Il festival offre un programma ricco e variegato, comprendente talk, performance, proiezioni cinematografiche, fotografia, reading e laboratori partecipativi. Tra gli ospiti di quest’edizione figurano nomi noti come Claudia De Lillo, Lidia Ravera, Jonathan Bazzi, Alex Majoli, Alice Mangione e Pegah Moshir Pour.

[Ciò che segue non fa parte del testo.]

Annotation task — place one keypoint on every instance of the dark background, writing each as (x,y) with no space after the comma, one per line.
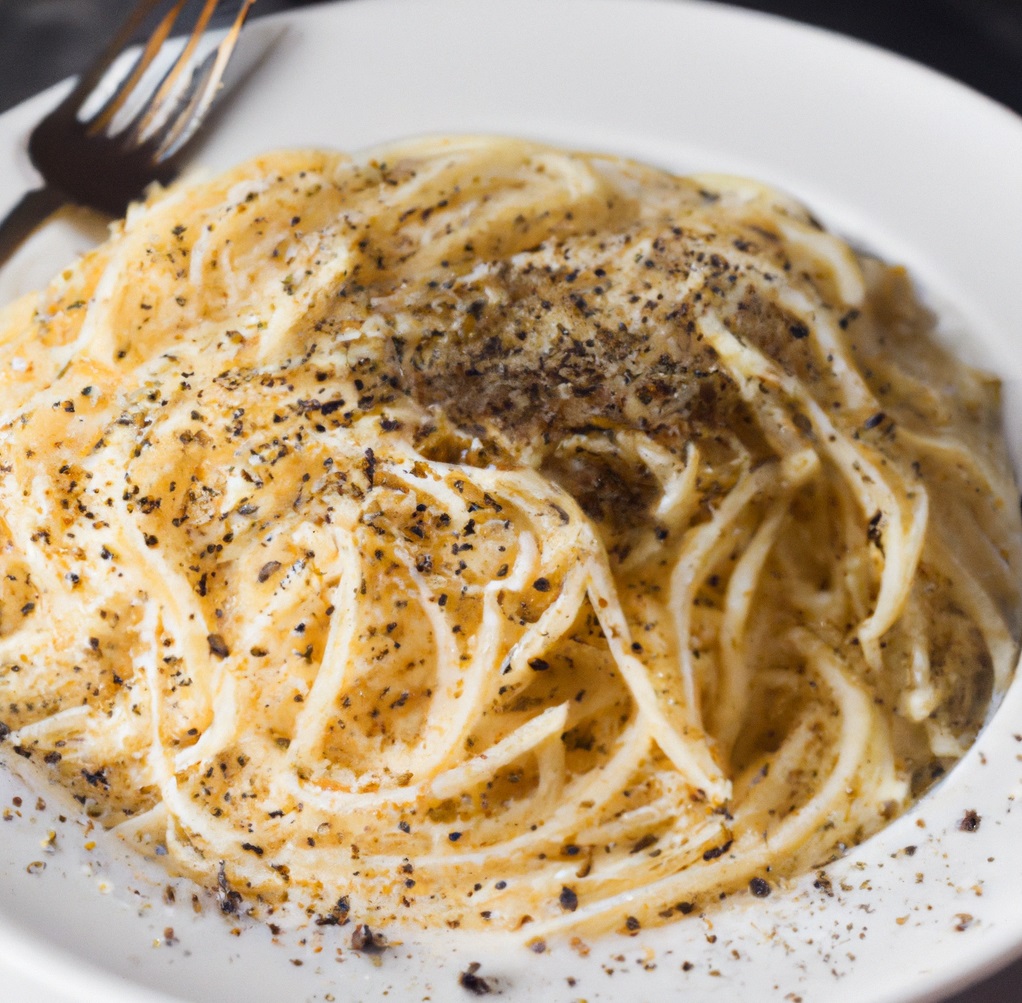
(978,42)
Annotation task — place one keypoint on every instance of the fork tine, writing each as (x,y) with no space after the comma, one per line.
(142,62)
(168,84)
(91,78)
(200,93)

Tra gli eventi principali, spicca l’anteprima italiana del documentario ‘How To Build a Library’, il reading ‘Letters from Gaza’ e la proiezione del cortometraggio ‘Everyday in Gaza’, prodotto da WeWorld e recentemente premiato con il David di Donatello.
Marco Chiesara, presidente di WeWorld, ha sottolineato l’importanza del festival come spazio pubblico per aprire conversazioni sulle disuguaglianze di genere, che affondano le radici in strutture profonde e invisibili. Greta Nicolini, direttrice del festival, ha aggiunto che affrontare oggi temi come diritti, relazioni ed educazione affettiva significa scegliere di non rimandare.
Il WeWorld Festival si conferma quindi un’importante piattaforma di discussione e riflessione, capace di coinvolgere diverse generazioni e stimolare un confronto necessario su temi di grande attualità.